London, March 12: British undergraduates are incapable of composing even the most basic English sentences, according to a damning new report.
The Royal Literary Fund study, due to be published later this month, describes the writing skills of young people starting university as a public catastrophe.
Based on evidence from more than 130 professional writers working in 71 universities under a scheme launched in 1999, it exposes “shocking” inadequacies in all types of institutions and all academic departments.
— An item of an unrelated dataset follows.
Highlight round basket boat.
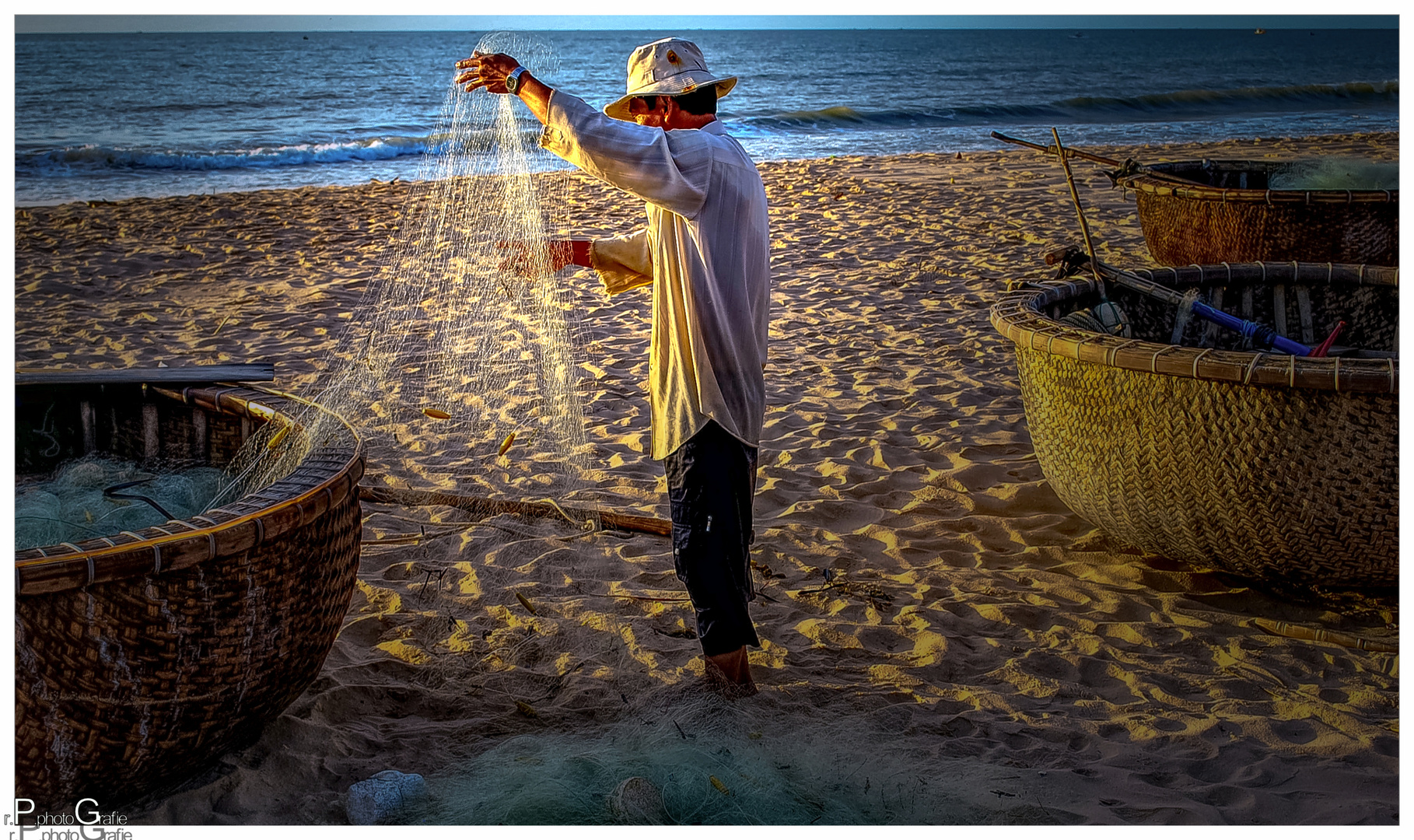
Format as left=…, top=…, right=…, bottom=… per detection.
left=16, top=385, right=363, bottom=812
left=1117, top=161, right=1400, bottom=266
left=991, top=263, right=1398, bottom=586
Even students who have won places at elite universities to study English literature “lack the basic ability to express themselves in writing”.
The report, seen by The Daily Telegraph, will be regarded as further evidence of the government’s failure to raise standards and an indictment of the examination system.
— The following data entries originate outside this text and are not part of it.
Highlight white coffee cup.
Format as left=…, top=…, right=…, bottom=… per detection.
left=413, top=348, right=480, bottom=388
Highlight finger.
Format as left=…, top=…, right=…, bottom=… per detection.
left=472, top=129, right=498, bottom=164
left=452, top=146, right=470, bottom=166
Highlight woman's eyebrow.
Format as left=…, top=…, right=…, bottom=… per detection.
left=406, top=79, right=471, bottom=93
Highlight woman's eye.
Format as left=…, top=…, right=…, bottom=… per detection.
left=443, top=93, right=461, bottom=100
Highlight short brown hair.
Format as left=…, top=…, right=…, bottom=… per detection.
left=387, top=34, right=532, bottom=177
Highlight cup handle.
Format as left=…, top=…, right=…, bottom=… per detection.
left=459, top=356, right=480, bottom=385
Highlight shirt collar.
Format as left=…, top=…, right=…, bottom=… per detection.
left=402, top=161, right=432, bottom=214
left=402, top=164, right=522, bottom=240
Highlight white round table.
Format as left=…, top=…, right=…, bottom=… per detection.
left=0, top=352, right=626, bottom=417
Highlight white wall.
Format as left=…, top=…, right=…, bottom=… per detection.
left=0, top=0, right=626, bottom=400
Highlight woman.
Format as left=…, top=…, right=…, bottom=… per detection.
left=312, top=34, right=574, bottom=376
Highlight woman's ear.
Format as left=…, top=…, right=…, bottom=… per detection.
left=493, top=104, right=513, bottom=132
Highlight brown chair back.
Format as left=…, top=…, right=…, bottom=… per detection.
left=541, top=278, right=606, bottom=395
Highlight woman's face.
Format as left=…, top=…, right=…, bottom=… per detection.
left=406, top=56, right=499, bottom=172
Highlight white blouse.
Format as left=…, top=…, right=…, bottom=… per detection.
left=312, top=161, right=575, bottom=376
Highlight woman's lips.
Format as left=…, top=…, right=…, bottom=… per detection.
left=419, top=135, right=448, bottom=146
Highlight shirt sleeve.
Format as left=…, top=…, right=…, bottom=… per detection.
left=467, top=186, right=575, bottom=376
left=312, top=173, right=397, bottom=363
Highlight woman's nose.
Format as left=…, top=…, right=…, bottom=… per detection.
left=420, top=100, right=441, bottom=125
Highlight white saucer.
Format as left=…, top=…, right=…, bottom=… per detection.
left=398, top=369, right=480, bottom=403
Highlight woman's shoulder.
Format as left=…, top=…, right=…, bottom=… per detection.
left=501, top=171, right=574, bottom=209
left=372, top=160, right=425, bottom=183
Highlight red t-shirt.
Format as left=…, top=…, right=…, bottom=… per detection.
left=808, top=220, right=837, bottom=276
Despite the annual rise in results, in which the A-level pass rate has increased to more than 96 per cent and A grades to 25 per cent, the Royal Literary Fund writers were “astonished at the scale of the problem”.
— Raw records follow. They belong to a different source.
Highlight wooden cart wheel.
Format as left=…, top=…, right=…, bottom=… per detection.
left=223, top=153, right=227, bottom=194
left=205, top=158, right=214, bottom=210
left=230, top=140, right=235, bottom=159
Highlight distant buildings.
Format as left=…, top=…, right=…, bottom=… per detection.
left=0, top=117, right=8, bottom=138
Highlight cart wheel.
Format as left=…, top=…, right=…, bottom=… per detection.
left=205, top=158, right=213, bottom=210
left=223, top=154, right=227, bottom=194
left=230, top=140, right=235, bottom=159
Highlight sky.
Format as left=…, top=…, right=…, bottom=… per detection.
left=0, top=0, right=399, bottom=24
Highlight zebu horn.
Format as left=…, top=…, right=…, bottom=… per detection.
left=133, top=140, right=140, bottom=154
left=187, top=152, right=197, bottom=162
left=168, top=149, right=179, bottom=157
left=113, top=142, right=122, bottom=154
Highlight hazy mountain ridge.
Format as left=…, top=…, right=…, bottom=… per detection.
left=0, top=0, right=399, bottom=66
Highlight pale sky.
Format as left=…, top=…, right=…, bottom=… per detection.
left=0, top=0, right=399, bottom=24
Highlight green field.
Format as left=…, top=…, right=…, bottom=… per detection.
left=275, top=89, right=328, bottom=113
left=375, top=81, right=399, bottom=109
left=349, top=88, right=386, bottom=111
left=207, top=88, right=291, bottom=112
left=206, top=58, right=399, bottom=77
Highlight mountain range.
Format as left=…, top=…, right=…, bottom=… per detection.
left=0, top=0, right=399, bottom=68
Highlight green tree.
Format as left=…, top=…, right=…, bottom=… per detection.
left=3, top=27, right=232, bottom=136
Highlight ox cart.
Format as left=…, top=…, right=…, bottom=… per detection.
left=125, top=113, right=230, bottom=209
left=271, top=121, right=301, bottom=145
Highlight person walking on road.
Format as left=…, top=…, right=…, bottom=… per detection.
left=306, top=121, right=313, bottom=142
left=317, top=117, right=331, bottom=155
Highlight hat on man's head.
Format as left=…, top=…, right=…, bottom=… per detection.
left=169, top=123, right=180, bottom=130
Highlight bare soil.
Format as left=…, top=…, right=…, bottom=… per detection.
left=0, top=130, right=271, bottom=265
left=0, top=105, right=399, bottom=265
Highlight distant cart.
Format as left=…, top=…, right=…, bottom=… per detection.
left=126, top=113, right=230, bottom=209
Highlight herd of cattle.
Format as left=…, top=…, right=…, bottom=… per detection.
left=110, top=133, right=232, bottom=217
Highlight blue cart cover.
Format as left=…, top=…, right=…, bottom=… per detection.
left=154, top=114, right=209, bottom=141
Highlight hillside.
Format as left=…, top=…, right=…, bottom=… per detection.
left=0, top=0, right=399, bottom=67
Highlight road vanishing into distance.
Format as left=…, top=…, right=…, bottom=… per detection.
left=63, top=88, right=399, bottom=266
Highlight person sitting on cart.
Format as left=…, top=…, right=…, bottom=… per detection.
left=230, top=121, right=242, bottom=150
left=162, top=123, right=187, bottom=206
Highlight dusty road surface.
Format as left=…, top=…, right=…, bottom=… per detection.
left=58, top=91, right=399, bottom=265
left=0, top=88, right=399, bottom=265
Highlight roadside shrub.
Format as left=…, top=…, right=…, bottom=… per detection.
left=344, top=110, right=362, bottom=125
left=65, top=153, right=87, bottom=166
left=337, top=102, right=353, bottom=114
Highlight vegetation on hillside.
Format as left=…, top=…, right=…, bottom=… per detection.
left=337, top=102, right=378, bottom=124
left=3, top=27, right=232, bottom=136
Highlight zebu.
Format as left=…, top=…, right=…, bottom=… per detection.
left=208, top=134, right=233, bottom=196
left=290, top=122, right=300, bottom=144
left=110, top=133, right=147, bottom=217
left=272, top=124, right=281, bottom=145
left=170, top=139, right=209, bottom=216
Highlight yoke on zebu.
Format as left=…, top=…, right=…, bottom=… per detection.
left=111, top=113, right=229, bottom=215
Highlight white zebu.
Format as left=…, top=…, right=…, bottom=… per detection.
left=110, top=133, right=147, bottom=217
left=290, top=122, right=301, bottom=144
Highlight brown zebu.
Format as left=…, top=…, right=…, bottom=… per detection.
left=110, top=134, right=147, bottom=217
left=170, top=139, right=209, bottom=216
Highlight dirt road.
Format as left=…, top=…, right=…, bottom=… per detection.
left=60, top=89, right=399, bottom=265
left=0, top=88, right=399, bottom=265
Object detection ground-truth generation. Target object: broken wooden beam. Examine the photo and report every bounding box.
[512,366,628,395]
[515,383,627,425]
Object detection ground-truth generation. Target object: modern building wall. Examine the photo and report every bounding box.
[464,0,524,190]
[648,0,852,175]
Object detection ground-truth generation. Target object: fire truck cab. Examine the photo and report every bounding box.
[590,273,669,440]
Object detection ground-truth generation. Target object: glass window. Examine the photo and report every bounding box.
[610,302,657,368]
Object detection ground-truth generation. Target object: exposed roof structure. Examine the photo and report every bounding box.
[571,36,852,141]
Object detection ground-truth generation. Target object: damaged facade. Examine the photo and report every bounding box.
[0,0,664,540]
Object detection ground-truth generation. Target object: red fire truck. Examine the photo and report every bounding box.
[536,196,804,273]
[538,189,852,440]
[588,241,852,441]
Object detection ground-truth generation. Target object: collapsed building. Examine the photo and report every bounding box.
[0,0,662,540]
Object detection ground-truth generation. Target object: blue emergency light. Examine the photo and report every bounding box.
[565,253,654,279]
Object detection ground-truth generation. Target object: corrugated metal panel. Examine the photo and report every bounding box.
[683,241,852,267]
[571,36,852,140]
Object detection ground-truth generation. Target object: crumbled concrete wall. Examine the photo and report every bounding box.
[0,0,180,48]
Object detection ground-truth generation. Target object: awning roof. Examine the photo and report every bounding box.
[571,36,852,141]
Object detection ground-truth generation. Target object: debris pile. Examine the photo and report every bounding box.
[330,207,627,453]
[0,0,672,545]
Hilary Spurling, the winner of this year’s Whitbread Prize for her biography of Henri Matisse and chairman of the fund’s fellowship subcommittee, said: “This is a nationwide survey built up from individual accounts that reads like dispatches from a front line where students struggle to survive without basic training.
“The recurrent theme is the confusion, embarrassment and fear endured by students who find themselves confronted with written assignments they don’t understand and can’t begin to tackle. The writers’ scheme has exposed a public catastrophe.”
A depressing catalogue of shortcomings is exposed in the 92-page report, which contends that writing skills have been devalued in the “tick box” approach of contemporary secondary education.
“Many students have difficulty not just in structuring a sentence, but in structuring paragraphs or essays as a whole,” the report says.
“They seem to have had very little experience of writing. In con- sequence, their essays are often incoherent not only at the level of the sentence but also in their overall argument. Absent, in many cases, is any sense of confident fluency, of knowing how to mount an argument, how to articulate it with clarity and consistency and how to see it through to a decent conclusion.”
Contributors to the report blame primary and secondary schools that “spoon-feed” pupils and reward them for “displaying bits of knowledge”. Social and cultural changes are at the heart of the problem, say the authors. Pupils have been encouraged to use the Internet and to communicate electronically, leaving them unable to “find their way around a book”.
Yet universities still demand written assignments and the analysis of text.
However, the writers found that students who were given the right guidance improved rapidly. Undergraduates had the intellectual capacity to write well but had been let down by their schools’ neglect of good writing.
The report calls for teachers to emphasise grammar, essay writing and English-language skills and recommends that all universities should have writing development centres.
David Willetts, the shadow education minister, said: “This is a hard-hitting report from people who know what they are talking about and who have no axe to grind. It undermines the government’s claims that things are getting better and ministers need to... look at how the curriculum can be improved.”